Disconcerting data gathered by the BBC and El Universal newspaper shows a list of Latin American leaders accompanied by their annual earnings from the most paid to the least.

Based on official numbers provided from each country, Guatemalan President Jimmy Morales is the highest-paid, earning a monthly salary of $19,300.00.

Latin America's Presidential Monthly Salaries 2017 (Dollars)

Nicaragua: $3,193 (minimum wage depends on profession) 

Bolivia: $3,327 (vs $289 minimum wage)

Venezuela: $4,068  (vs $90 minimum wage)

Honduras: $4,159 (vs $240 minimum wage) 

Peru: $4,764 (vs $260 minimum wage)

El Salvador: $5,181 (vs 210 minimum wage)

Ecuador: $6,261 (vs 366 minimum wage) 

Panama: $7,000 (vs 416 minimum age)

Brazil: $8,480 (vs 136 minimum wage)

Paraguay: $8,587 (vs $342 minimum wage)

Costa Rica: $9,460 (minimum wage depends on proffesion)
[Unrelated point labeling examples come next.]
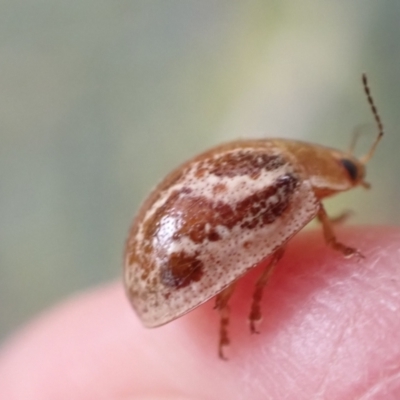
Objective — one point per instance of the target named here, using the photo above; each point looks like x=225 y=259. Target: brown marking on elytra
x=219 y=188
x=249 y=163
x=181 y=269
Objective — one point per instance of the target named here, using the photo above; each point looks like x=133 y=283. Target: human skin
x=331 y=330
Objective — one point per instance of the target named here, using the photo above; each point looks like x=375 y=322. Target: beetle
x=223 y=212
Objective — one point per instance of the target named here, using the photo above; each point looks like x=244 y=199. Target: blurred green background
x=98 y=99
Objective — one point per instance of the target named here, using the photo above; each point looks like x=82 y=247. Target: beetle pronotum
x=226 y=210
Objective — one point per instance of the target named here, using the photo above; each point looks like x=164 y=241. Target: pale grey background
x=99 y=99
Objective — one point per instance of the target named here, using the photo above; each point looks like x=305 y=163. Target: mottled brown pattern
x=181 y=269
x=249 y=163
x=198 y=218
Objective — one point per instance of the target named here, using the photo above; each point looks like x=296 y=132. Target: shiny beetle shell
x=222 y=213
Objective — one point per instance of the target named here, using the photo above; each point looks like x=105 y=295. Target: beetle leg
x=255 y=312
x=330 y=236
x=221 y=304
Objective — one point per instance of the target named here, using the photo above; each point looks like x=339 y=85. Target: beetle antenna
x=378 y=120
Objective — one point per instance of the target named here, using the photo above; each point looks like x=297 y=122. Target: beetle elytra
x=223 y=212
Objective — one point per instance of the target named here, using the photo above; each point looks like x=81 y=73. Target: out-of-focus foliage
x=99 y=99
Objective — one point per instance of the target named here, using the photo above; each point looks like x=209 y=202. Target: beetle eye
x=351 y=168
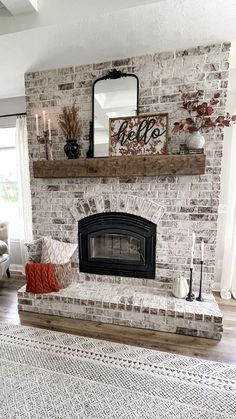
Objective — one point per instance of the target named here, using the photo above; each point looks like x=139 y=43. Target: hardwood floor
x=224 y=351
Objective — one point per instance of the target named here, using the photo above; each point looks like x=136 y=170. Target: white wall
x=228 y=138
x=11 y=106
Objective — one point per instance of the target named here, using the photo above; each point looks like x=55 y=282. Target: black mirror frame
x=113 y=74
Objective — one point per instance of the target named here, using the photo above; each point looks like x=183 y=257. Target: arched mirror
x=114 y=95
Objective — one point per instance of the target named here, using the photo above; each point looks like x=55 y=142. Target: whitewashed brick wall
x=190 y=202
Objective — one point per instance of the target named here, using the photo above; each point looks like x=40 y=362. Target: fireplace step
x=133 y=306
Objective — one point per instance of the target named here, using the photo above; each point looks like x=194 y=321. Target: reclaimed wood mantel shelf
x=128 y=166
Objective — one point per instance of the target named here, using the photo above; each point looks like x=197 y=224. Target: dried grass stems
x=69 y=122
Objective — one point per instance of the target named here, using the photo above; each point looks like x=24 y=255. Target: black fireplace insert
x=117 y=243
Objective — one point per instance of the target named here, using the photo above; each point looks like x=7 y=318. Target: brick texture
x=190 y=202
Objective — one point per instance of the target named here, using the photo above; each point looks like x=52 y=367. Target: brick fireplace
x=177 y=205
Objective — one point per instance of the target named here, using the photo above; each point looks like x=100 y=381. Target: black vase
x=71 y=149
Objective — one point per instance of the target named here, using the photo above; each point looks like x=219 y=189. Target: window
x=9 y=186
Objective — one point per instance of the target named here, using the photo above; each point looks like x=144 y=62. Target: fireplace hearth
x=117 y=243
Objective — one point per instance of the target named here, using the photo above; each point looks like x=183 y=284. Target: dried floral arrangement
x=200 y=114
x=69 y=122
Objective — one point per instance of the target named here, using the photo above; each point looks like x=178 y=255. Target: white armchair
x=5 y=256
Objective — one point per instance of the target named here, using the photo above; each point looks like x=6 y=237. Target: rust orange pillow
x=40 y=278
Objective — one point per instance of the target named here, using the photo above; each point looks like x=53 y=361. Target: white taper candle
x=193 y=244
x=37 y=124
x=44 y=120
x=49 y=130
x=202 y=251
x=191 y=263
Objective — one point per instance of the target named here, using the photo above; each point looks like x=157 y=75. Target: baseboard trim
x=216 y=287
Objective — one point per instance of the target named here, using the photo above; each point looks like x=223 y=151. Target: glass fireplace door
x=117 y=243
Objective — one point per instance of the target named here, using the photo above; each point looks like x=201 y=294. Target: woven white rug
x=47 y=374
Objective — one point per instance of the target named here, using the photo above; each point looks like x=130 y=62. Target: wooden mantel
x=128 y=166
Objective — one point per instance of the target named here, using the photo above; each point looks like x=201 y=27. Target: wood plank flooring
x=224 y=351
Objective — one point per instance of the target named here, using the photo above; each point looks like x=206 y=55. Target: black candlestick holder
x=199 y=298
x=48 y=144
x=190 y=296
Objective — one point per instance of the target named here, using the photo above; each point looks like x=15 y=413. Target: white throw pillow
x=57 y=252
x=34 y=250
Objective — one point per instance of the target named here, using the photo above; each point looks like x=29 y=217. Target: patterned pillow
x=63 y=274
x=34 y=249
x=3 y=247
x=57 y=252
x=40 y=278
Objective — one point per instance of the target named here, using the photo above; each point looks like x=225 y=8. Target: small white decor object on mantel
x=180 y=287
x=195 y=140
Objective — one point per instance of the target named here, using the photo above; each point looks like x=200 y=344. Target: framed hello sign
x=139 y=135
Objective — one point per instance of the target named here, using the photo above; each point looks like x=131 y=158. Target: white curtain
x=228 y=280
x=24 y=185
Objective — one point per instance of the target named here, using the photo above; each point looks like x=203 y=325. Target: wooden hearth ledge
x=127 y=166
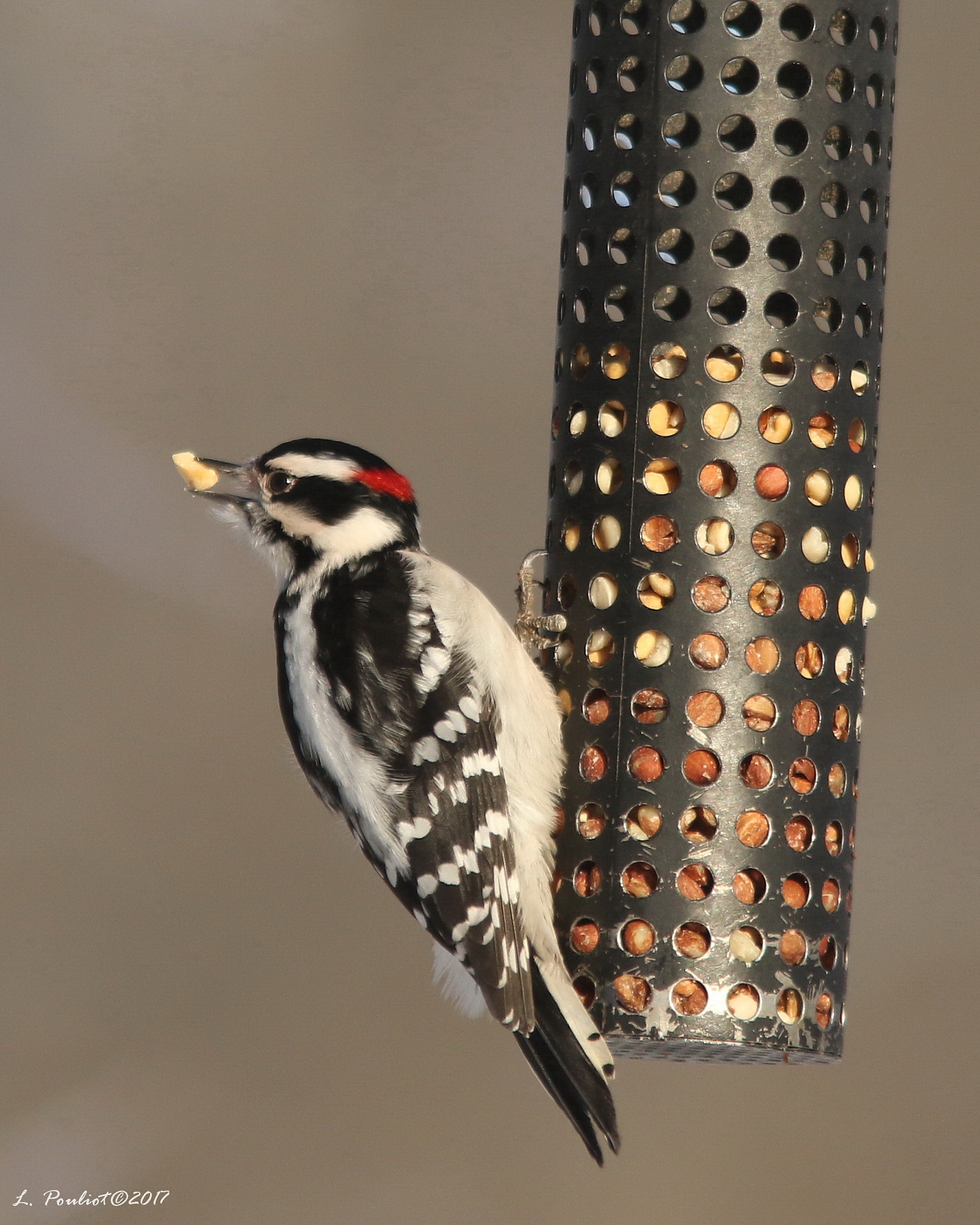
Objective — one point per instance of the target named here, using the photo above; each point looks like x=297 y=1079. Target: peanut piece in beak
x=197 y=476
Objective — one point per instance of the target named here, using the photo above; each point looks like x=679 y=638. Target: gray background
x=229 y=222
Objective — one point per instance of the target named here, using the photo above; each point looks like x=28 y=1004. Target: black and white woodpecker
x=417 y=715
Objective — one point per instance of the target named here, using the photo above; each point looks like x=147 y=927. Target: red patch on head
x=386 y=480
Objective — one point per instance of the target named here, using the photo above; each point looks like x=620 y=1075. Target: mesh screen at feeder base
x=717 y=381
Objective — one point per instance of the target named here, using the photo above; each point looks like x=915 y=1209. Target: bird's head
x=313 y=499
Dominican Republic: $9,475 (vs $167 minimum wage)

Argentina: $10,863 (vs $500 minimum wage)

Mexico: $11,223 (vs $175 minimum wage)

Colombia: $11,300 (vs $246 minimum wage)

Uruguay: $11,634 (vs $433 minimum wage)

Chile: $14,890 (vs 398 minimum wage)

Guatemala: $19,300 (vs $323 minimum wage)

In addition to earning the lowest annual salary among his Latin American counterparts, Nicaraguan President Daniel Ortega, who is earning $3,193.00 a month, governs a nation that currently pays the lowest number of minimum wage to its citizens.

As these presidential figures represent a general sense of how the upper class is doing, the salaries do not translate to rest of the population.

President Morales, for instance, is making 49 times more money than Guatemalans working minimum-wage jobs are ($323).

Mexico's president Enrique Pena Nieto is making 84 times more than minimum-wage earning Mexicans, who are barely earning $134 a month.

According to the International Labor Organization (ILO), Mexico pays the second lowest minimum wage in Latin America and the Caribbean, trailing only Nicaragua.

Although it does not entirely gauge social wellness, the average minimum wage does provide enough contextual information to indicate just what the living standard and quality of life for people in any given country might be.

Furthermore, the conversation then lends itself to the troubling fact that the economic divide between the rich and poor of Latin America has been steadily increasing.